Subcontinent charges drive British poll ID plan
Boris Johnson’s government intends to introduce “a new Electoral Integrity Bill” in the Queen’s Speech on Monday, requiring voters to show photographic proof of identity with the aim of curbing election fraud, notably among the Pakistani and Bangladeshi communities.
The move is likely to be opposed by Jeremy Corbyn’s Labour Party, which will argue that insisting on voter ID will penalise vulnerable and weaker sections of society.
Labour and ethnic minority candidates have benefited in the past from the South Asian bloc vote.
Indian voting patterns have become much more complex, with the community becoming increasingly middle class and turning more to the Tories. Labour’s perceived pro-Pakistan bias over Kashmir, driven by its Pakistani-origin MPs, councillors and activists, has helped this.
What brought matters to a head was the case of Lutfur Rahman, a Bangladeshi who was removed as mayor of the East London borough of Tower Hamlets in 2015 after being found guilty of electoral fraud, banned from standing again and fined £250,000.
In an area with a high Bangladeshi population — Brick Lane alone has dozens of “Indian restaurants” — the Election Commissioner upheld several of the allegations, including: “Voters were told that it was their duty as Muslims to vote for Rahman. A letter signed by 101 Imams in Bengali stated it was people’s ‘religious duty’ to vote.”
The commissioner also found that “large amounts of money were given to organisations who were ‘totally ineligible or who failed to meet the threshold for eligibility’”.
Rahman’s backers were also found guilty of “providing free food and drink to encourage people to vote for Rahman”.
Rahman’s conviction persuaded David Cameron’s government to launch an inquiry into electoral malpractice headed by Eric Pickles, a former secretary of state for communities and local government. He had once been leader of the Conservative group in Bradford Council, which looks after the Yorkshire city with a large Pakistani-origin population.

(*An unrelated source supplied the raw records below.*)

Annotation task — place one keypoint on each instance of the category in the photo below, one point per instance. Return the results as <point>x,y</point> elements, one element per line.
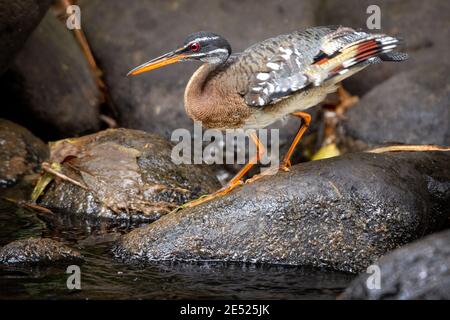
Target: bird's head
<point>204,46</point>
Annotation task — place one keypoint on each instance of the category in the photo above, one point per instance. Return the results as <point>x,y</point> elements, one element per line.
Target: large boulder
<point>38,251</point>
<point>420,270</point>
<point>20,152</point>
<point>49,87</point>
<point>411,107</point>
<point>342,213</point>
<point>122,174</point>
<point>17,21</point>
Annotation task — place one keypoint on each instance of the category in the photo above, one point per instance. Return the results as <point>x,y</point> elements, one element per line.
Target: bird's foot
<point>221,192</point>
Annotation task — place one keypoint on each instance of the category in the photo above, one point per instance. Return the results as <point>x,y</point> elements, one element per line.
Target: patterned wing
<point>310,58</point>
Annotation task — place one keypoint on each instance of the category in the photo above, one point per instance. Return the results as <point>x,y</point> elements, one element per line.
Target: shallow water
<point>103,277</point>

According to a report in The Sunday Telegraph, the Boris government “will insist changes are needed to safeguard against fraud and corruption. The proposals draw on the recommendations of a major report by Pickles, the former Conservative Cabinet minister, in 2016, which said there was evidence of voter fraud ‘especially in communities of Pakistani and Bangladeshi background’. Pickles warned of concerns that cases had been ignored because of ‘over-sensitivities about ethnicity and religion’.”
The paper reported: “Voters across the country will have to show identification such as driving licences or passports before casting their ballot, under plans to be unveiled in the Queen’s Speech. Ministers are planning to introduce a legal requirement for voters to produce photographic ID, in order to safeguard against electoral fraud.”

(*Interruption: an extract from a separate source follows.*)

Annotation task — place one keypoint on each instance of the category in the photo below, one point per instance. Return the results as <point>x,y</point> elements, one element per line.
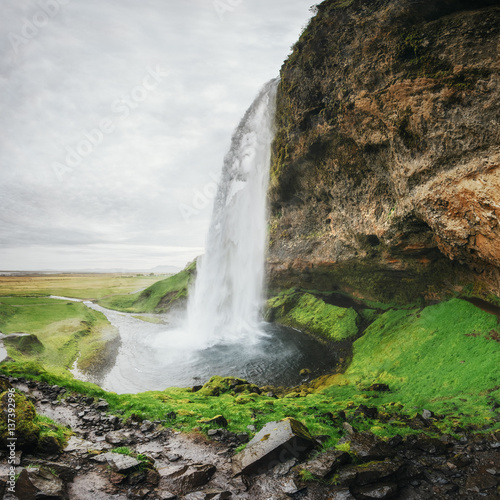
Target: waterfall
<point>225,304</point>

It added that the new bill “will also limit the number of relatives for whom anyone can act as a proxy, and outlaw the ‘harvesting’ of postal ballots by political parties and activists”.
The paper quoted a government source: “A secure electoral system is vital. By changing the law to require voters to show some ID, as they do in many other daily activities, and taking steps to cut down proxy and postal voter fraud, we can ensure that everyone’s vote counts and strengthen public trust in our democracy.”
There were allegations of fraud after Labour won Peterborough with a majority of 607 in the 2017 general election.
The subsequent report by two academics, Timothy Peace and Parveen Akhtar, made general observations about how South Asians had brought the politics of “back home” to Britain: “The introduction of postal voting on demand in the early 2000s certainly provided a very clear opportunity for anyone tempted to influence electoral outcomes through dubious means.”
Referring to Pakistanis, their report said: “Labour councillors convicted of fraud in Birmingham’s 2004 local elections continue to maintain their innocence, with one blaming instead South Asian family structures where the male head of the household fill in postal ballot papers on behalf of wives, sons and daughters.
“It is clear that postal voting strengthened the hand of community or ‘biraderi’ leaders who view this as a convenient way to deliver a bloc vote. However, rather than illegal practices such as vote rigging, many people we spoke to were more concerned about the legal means through which these biraderi connections can still influence local politics.”